Il fait élire une centaine de conseillers départementaux
Dans son histoire, le FN n’a contrôlé jusqu’ici qu’une poignée de cantons. Il devrait entrer dans une autre dimension ce dimanche, avec plusieurs dizaines de gains attendus. Parlera-t-il de «victoire» ou d'«exploit» ? Tout dépendra du nombre de cantons à virer au bleu marine ce soir. Un cadre du parti évoque entre quarante et cinquante circonscriptions gagnables, soit de quatre-vingts à cent élus. S’il atteignait la fourchette haute de cette estimation, le FN pourrait à bon droit parler d’exploit - un tel résultat démontrant que le scrutin majoritaire, s’il reste compliqué pour lui, n’a plus rien de rédhibitoire.
Il siphonne la droite
Les résultats de ce second tour permettront d’étudier le comportement des électeurs de droite, dans les cas où leur parti aurait été éliminé au premier round. Un report massif de leur part sur le FN plutôt que sur la gauche signerait l’échec du «ni-ni» prôné par l’UMP. Réduisant à peu de chose la «digue» censée séparer la droite de l’extrême droite. On observera également le comportement des élus et cadres de droite dans les territoires où le FN aura réalisé ses meilleures performances : certains pourraient ne pas résister à la tentation du rapprochement, voire du ralliement.
Le Front de Gauche a gagné si…
Si le Parti communiste conserve les deux derniers départements qu’il préside: le Val-de-Marne, district de la petite couronne parisienne, dirigé par le PCF depuis 1976, et l’Allier, enclave rurale du centre du pays.
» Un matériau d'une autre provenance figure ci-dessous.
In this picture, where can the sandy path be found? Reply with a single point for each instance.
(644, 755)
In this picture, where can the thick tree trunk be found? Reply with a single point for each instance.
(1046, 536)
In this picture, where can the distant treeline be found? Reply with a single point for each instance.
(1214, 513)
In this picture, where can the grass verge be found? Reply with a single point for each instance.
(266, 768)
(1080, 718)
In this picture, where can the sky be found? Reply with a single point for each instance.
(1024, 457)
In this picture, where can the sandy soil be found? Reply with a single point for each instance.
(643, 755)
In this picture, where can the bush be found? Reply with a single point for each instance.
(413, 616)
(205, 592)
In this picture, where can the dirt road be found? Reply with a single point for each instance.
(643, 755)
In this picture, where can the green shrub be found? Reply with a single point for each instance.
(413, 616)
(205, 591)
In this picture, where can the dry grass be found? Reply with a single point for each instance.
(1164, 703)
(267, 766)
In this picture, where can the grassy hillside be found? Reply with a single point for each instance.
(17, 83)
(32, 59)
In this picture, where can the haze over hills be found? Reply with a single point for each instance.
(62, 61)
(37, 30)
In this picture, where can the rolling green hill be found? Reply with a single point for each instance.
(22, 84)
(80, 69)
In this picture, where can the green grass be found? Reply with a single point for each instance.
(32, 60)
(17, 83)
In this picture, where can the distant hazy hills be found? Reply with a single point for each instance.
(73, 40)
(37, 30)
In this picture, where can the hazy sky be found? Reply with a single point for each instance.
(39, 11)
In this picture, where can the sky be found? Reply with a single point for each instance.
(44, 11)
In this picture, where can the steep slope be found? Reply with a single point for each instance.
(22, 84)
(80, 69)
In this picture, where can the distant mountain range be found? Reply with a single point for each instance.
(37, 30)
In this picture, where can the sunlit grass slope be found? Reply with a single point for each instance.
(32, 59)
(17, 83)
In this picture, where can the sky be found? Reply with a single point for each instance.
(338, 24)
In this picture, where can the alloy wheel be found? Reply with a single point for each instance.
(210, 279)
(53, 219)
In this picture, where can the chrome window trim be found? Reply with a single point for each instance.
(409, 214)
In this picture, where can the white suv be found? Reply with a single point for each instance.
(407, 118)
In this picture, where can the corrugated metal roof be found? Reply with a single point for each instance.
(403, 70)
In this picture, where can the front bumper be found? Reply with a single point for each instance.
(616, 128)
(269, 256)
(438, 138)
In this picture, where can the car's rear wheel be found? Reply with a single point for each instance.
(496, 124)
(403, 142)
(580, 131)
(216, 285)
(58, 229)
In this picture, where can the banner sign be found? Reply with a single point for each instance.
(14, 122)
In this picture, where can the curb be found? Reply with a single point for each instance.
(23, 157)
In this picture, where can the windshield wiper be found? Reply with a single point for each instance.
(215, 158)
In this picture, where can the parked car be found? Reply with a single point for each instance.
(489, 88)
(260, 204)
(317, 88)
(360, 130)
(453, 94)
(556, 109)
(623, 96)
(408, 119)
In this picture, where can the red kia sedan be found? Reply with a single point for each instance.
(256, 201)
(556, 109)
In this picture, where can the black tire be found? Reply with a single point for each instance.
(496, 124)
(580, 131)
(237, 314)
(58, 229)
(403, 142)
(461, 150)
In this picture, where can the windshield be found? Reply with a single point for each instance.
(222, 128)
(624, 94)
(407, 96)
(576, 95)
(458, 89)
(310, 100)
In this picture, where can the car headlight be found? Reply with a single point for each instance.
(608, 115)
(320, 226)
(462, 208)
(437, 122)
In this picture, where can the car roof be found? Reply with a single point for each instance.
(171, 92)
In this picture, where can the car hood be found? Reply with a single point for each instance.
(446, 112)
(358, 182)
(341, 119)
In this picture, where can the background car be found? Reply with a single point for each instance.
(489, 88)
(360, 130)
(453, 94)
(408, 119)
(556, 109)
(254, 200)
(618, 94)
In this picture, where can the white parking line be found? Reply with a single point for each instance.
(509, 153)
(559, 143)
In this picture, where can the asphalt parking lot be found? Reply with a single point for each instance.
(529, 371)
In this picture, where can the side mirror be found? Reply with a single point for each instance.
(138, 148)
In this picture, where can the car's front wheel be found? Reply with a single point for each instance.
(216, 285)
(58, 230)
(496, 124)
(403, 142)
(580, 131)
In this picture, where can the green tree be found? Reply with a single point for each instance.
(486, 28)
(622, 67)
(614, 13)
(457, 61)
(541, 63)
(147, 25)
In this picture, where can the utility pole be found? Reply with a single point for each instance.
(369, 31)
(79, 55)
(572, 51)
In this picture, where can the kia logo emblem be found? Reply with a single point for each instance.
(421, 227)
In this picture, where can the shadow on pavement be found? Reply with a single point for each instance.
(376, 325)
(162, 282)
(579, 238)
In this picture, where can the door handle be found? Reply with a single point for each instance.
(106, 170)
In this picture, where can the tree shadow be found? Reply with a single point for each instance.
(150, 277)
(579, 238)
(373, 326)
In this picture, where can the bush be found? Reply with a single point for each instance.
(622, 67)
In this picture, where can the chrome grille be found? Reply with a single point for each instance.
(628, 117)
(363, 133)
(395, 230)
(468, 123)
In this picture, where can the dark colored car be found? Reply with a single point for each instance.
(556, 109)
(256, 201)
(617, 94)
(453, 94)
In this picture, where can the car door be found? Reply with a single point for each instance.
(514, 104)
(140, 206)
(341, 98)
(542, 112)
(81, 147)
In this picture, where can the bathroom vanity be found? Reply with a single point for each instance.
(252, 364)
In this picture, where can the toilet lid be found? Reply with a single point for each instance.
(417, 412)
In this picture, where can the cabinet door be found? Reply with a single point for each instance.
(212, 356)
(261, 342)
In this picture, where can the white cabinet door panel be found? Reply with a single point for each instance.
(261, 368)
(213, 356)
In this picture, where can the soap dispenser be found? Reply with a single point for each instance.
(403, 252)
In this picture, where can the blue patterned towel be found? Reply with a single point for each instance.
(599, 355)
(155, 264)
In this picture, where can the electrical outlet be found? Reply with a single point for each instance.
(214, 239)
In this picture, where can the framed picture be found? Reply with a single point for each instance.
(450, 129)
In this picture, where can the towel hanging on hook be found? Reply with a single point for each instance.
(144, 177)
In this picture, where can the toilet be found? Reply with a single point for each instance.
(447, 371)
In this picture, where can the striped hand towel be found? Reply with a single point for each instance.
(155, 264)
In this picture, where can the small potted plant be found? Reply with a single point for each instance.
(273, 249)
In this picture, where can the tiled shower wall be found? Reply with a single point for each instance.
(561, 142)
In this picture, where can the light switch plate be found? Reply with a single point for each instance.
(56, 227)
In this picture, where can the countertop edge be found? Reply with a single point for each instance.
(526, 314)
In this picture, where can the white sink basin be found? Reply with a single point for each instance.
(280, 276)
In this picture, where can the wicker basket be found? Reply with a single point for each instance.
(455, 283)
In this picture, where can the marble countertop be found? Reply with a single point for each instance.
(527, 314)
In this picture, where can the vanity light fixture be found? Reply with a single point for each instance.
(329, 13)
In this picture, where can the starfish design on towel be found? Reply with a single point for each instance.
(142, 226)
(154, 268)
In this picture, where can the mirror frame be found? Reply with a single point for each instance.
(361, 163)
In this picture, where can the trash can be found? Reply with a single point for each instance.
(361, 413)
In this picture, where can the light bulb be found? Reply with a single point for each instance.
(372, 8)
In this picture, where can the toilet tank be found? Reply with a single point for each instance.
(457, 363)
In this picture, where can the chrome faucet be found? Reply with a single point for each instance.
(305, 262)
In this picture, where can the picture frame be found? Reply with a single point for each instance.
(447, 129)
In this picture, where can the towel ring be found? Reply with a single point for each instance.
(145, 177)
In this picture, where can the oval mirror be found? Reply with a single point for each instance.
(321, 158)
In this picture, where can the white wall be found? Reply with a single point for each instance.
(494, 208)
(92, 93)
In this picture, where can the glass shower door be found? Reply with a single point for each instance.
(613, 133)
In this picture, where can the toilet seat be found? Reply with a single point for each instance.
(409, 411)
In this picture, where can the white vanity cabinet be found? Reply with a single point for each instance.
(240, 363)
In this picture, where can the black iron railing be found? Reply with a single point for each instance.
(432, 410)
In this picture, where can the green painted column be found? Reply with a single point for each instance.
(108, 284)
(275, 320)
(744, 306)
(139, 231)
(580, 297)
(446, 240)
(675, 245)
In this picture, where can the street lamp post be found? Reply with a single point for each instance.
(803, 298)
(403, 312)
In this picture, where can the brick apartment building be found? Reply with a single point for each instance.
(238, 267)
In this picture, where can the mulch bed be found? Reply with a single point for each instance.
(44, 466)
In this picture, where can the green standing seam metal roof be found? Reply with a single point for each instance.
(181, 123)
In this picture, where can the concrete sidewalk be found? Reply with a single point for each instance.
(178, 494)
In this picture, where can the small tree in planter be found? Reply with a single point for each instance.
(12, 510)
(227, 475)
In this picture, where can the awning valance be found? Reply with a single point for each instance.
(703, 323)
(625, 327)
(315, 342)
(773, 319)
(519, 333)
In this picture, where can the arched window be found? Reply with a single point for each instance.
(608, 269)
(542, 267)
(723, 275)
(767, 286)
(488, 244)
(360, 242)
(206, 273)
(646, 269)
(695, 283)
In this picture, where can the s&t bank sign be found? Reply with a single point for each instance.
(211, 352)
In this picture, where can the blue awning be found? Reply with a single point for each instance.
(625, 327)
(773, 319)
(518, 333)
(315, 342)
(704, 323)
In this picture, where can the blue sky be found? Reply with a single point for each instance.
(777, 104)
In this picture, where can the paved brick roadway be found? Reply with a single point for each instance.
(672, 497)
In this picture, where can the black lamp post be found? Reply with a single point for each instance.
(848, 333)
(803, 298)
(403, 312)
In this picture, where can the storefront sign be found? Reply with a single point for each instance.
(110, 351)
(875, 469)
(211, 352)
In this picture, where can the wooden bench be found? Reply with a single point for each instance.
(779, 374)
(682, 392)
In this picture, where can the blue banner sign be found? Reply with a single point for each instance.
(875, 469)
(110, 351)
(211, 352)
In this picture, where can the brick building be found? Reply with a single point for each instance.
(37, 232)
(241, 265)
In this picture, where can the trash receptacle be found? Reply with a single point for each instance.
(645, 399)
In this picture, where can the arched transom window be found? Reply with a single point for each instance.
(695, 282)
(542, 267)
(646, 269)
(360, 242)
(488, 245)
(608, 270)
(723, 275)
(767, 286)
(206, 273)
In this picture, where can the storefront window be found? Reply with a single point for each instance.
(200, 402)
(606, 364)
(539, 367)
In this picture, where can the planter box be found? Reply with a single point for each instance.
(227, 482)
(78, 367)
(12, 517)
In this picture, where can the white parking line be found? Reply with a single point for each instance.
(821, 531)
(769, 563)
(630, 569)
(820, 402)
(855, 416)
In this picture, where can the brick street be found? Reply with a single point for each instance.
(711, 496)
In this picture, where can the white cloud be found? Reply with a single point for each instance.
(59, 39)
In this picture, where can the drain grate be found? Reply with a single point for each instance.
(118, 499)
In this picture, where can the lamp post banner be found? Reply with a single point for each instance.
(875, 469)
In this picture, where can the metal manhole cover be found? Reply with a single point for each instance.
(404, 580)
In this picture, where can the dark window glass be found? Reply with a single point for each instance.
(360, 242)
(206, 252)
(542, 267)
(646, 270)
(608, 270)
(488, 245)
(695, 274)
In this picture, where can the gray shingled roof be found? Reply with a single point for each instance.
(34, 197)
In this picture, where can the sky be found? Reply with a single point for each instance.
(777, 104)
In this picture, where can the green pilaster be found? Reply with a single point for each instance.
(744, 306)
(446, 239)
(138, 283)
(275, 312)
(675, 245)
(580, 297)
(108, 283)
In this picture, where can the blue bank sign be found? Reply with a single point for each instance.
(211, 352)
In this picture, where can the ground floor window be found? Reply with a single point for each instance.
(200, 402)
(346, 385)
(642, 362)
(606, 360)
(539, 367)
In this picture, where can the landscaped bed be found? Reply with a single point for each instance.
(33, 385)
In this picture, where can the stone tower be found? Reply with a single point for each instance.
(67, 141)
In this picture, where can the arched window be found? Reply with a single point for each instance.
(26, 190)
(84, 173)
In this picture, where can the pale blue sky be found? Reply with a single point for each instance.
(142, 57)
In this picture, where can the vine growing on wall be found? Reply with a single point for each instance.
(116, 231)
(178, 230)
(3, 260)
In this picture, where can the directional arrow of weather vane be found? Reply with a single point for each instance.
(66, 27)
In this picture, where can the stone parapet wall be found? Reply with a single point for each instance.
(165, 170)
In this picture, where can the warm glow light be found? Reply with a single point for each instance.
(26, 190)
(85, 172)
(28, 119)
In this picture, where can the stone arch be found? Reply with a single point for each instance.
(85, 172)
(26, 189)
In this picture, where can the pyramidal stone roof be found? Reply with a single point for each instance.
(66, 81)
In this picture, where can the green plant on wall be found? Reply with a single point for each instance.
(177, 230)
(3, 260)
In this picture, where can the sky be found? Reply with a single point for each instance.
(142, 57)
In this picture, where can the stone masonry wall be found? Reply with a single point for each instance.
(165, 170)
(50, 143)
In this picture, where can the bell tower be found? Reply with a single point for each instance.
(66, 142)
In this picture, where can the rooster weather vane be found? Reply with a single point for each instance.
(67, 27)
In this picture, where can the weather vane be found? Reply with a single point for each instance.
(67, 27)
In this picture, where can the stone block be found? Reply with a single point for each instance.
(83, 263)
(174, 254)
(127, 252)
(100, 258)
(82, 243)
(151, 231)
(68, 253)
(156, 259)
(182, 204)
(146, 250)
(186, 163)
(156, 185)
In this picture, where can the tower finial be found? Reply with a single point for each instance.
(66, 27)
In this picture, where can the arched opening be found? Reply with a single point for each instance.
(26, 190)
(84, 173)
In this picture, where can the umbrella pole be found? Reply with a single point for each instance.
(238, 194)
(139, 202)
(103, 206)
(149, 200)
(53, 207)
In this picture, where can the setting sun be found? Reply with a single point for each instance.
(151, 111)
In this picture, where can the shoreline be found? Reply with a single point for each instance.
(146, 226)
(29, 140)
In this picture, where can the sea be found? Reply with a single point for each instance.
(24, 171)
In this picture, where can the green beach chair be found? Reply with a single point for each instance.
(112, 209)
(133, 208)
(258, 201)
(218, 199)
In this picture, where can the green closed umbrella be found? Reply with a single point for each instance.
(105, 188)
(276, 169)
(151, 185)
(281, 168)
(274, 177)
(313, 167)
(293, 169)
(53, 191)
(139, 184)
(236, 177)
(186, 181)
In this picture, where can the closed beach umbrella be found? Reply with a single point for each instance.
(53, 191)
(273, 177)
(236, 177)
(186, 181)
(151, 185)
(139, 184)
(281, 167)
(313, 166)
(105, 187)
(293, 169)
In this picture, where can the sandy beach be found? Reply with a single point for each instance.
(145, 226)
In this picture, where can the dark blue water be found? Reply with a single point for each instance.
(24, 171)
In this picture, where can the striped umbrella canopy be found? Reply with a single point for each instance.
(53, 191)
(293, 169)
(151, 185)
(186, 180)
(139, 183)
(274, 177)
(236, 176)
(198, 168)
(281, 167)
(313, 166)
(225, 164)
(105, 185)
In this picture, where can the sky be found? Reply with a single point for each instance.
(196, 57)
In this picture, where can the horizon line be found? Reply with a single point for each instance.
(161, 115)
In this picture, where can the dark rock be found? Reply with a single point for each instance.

La tâche s’annonce difficile. Dans le Val-de-Marne la gauche est inquiète, mais la victoire est probable après les résultats du premier tour. Dans l’Allier, le PCF a bien résisté et entame le sprint final avec une légère avance. La gauche, moins divisée qu’ailleurs, totalise 40% des suffrages au premier tour devant l’union de la droite (environ 38%) et le FN (21,5%).